III. La détention subie depuis le jugement de première instance est déduite.
IV. Le maintien en détention de G.________ à titre de sûreté est ordonné.
V. Une indemnité de défenseur d'office pour la procédure d'appel d'un montant de 2'349 fr., débours et TVA compris, est allouée à Me Véronique Fontana.

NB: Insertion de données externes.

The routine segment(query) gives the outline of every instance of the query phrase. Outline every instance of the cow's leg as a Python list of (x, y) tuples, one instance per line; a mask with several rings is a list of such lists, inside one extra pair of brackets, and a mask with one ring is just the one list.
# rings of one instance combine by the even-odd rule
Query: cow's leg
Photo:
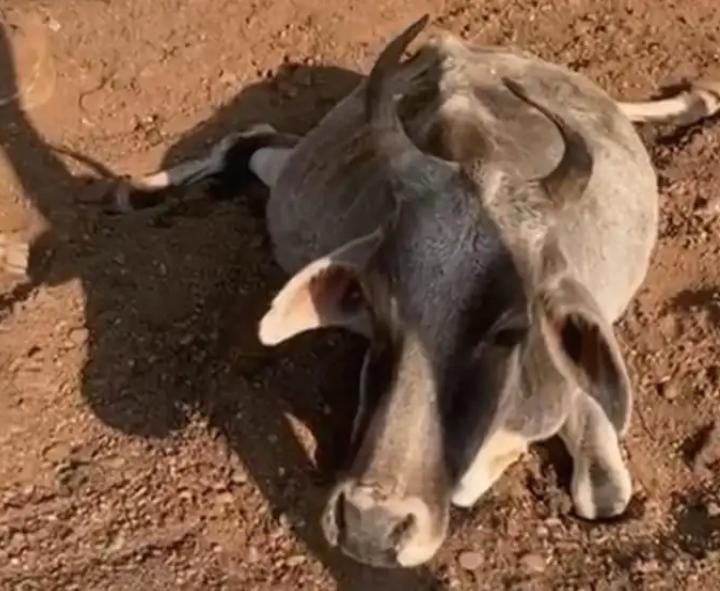
[(115, 213), (156, 207), (165, 201), (168, 189), (202, 181), (212, 181), (225, 192), (240, 192), (255, 180), (272, 186), (299, 139), (268, 124), (254, 125), (224, 137), (203, 158), (124, 179), (109, 195), (107, 206)]
[(457, 507), (470, 507), (527, 451), (529, 441), (521, 433), (496, 431), (460, 478), (452, 496)]
[(559, 433), (573, 459), (571, 493), (580, 517), (613, 517), (632, 495), (618, 434), (602, 408), (580, 393)]
[(720, 82), (698, 81), (667, 99), (617, 105), (635, 123), (690, 125), (720, 112)]

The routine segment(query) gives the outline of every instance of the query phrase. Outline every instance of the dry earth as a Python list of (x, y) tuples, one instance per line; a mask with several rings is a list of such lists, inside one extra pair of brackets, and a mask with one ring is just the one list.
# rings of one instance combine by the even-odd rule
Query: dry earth
[(307, 130), (425, 10), (618, 97), (720, 74), (717, 0), (0, 0), (0, 231), (33, 245), (30, 279), (0, 279), (1, 589), (720, 588), (717, 120), (642, 130), (662, 224), (619, 327), (627, 518), (576, 519), (543, 446), (417, 571), (322, 541), (362, 345), (257, 344), (282, 274), (254, 201), (76, 203), (94, 172), (69, 152), (139, 173), (248, 122)]

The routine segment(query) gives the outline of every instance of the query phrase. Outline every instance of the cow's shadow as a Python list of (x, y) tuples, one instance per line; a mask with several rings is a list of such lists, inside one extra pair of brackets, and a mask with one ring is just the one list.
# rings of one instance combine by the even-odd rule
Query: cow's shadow
[[(14, 78), (1, 28), (0, 76)], [(305, 132), (357, 81), (338, 68), (286, 66), (186, 134), (165, 163), (196, 156), (252, 122)], [(148, 439), (206, 421), (340, 589), (438, 588), (426, 569), (361, 567), (322, 538), (318, 515), (347, 445), (363, 344), (338, 335), (272, 351), (257, 344), (257, 320), (283, 276), (249, 198), (176, 207), (161, 218), (107, 217), (78, 206), (87, 181), (71, 174), (17, 103), (0, 107), (0, 139), (26, 198), (48, 221), (32, 244), (29, 282), (0, 306), (6, 312), (42, 283), (81, 282), (82, 396), (94, 414)], [(306, 452), (313, 438), (322, 452), (315, 462)]]

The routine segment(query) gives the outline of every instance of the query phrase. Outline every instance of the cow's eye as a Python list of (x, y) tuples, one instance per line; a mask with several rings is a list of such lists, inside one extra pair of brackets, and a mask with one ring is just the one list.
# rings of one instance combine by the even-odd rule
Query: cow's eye
[(345, 313), (357, 312), (365, 304), (365, 294), (362, 286), (356, 280), (349, 281), (344, 286), (340, 306)]
[(360, 286), (357, 284), (348, 286), (343, 295), (343, 303), (346, 306), (357, 306), (362, 302), (362, 299), (362, 292), (360, 291)]
[(525, 337), (524, 328), (502, 328), (494, 335), (492, 342), (498, 347), (514, 347)]

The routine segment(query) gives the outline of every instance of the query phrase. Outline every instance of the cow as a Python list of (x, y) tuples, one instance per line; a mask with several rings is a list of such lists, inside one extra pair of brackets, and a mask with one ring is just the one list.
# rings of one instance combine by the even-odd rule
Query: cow
[(259, 123), (110, 199), (127, 212), (201, 180), (269, 188), (289, 280), (259, 339), (323, 327), (367, 338), (349, 461), (321, 522), (329, 544), (383, 567), (428, 561), (451, 505), (476, 503), (555, 435), (577, 515), (626, 510), (632, 385), (613, 323), (658, 230), (633, 123), (720, 110), (718, 83), (621, 102), (566, 67), (450, 33), (403, 60), (427, 21), (306, 135)]

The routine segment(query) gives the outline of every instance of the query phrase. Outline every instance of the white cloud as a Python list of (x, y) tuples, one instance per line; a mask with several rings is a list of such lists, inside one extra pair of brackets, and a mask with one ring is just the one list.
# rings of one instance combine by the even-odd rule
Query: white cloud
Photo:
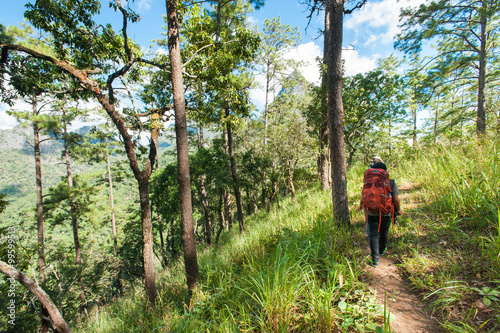
[(320, 73), (316, 58), (322, 56), (323, 52), (320, 47), (314, 42), (309, 42), (300, 44), (298, 47), (292, 49), (285, 55), (285, 58), (302, 61), (304, 64), (300, 69), (302, 75), (304, 75), (307, 81), (319, 84)]
[[(399, 33), (401, 8), (417, 7), (426, 0), (382, 0), (368, 2), (362, 10), (346, 17), (344, 28), (355, 31), (356, 35), (366, 34), (365, 45), (390, 44)], [(377, 30), (380, 32), (377, 33)]]
[(141, 14), (149, 12), (149, 9), (151, 8), (151, 1), (152, 0), (140, 0), (137, 5), (137, 11)]
[(345, 75), (351, 76), (375, 69), (377, 67), (378, 56), (363, 57), (359, 55), (358, 51), (348, 49), (342, 51), (342, 59), (345, 62)]

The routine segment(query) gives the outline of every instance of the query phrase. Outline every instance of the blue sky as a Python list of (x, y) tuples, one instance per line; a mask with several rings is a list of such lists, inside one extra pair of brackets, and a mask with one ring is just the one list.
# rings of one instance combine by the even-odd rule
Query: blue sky
[[(362, 10), (358, 10), (344, 19), (343, 52), (346, 74), (354, 75), (372, 70), (377, 60), (396, 53), (393, 48), (394, 36), (398, 30), (399, 10), (401, 7), (416, 6), (424, 0), (368, 0)], [(24, 5), (28, 1), (10, 0), (2, 4), (0, 23), (4, 26), (17, 25), (24, 20)], [(108, 8), (103, 0), (101, 13), (106, 20), (111, 20), (115, 29), (120, 28), (120, 16)], [(135, 0), (131, 7), (136, 10), (141, 20), (129, 27), (129, 36), (142, 46), (151, 45), (153, 39), (161, 38), (164, 25), (162, 15), (165, 14), (164, 0)], [(303, 74), (311, 82), (318, 82), (319, 72), (315, 58), (323, 51), (323, 38), (319, 30), (323, 28), (323, 15), (314, 15), (309, 23), (307, 8), (298, 0), (266, 0), (265, 5), (250, 14), (250, 22), (261, 28), (266, 18), (280, 17), (283, 24), (298, 27), (302, 43), (292, 50), (288, 57), (306, 61), (308, 65)], [(108, 19), (109, 18), (109, 19)], [(258, 109), (263, 108), (264, 94), (261, 89), (251, 92), (251, 98)], [(10, 128), (15, 121), (5, 113), (5, 106), (0, 105), (0, 129)]]

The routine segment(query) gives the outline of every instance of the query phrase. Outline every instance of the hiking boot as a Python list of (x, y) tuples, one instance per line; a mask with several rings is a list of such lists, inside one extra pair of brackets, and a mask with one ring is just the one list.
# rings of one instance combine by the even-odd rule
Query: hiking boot
[(370, 261), (368, 262), (368, 265), (370, 265), (372, 267), (377, 267), (378, 263), (374, 262), (373, 259), (370, 259)]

VI. Les frais de la procédure d'appel, par 3’849 fr., y compris l’indemnité mentionnée au chiffre V ci-dessus, sont mis à la charge de G.________ à raison d’un tiers, soit à hauteur de 1'283 fr., le solde étant laissé à la charge de l’Etat.
VII. G.________ ne sera tenu de rembourser la part de l’indemnité mentionnée au chiffre V ci-dessus mise à sa charge que lorsque sa situation financière le permettra.
Le président : Le greffier :
Du 17 mars 2016
Le dispositif du jugement qui précède est communiqué à l’appelant et aux autres intéressés.
Le greffier :
Du
Le jugement qui précède, dont la rédaction a été approuvée à huis clos, est notifié, par l'envoi d'une copie complète, à :
- Me Véronique Fontana, avocate (pour G.________),
- Ministère public central,
et communiqué à :
‑ M. le Président du Tribunal correctionnel de l’arrondissement de Lausanne,
- M. le Procureur du Ministère public de l’arrondissement de La Côte,
- Office d’exécution des peines (OEP/PPL/73022/FD),
- Service de la population (G.________, 31.05.1977),
par l'envoi de photocopies.
Le présent jugement peut faire l'objet d'un recours en matière pénale devant le Tribunal fédéral au sens des art. 78 ss LTF (loi du 17 juin 2005 sur le Tribunal fédéral – RS 173.110). Ce recours doit être déposé devant le Tribunal fédéral dans les trente jours qui suivent la notification de l'expédition complète (art. 100 al. 1 LTF).
En vertu de l’art. 135 al. 3 let. b CPP, le présent jugement peut, en tant qu'il concerne l’indemnité d’office, faire l’objet d’un recours au sens des art. 393 ss CPP devant le Tribunal pénal fédéral (art. 37 al. 1 et 39 al. 1 LOAP [Loi fédérale du 19 mars 2010 sur l’organisation des autorités fédérales; RS 173.71]. Ce recours doit être déposé devant le Tribunal pénal fédéral dans un délai de dix jours dès la notification de l’arrêt attaqué (art. 396 al. 1 CPP).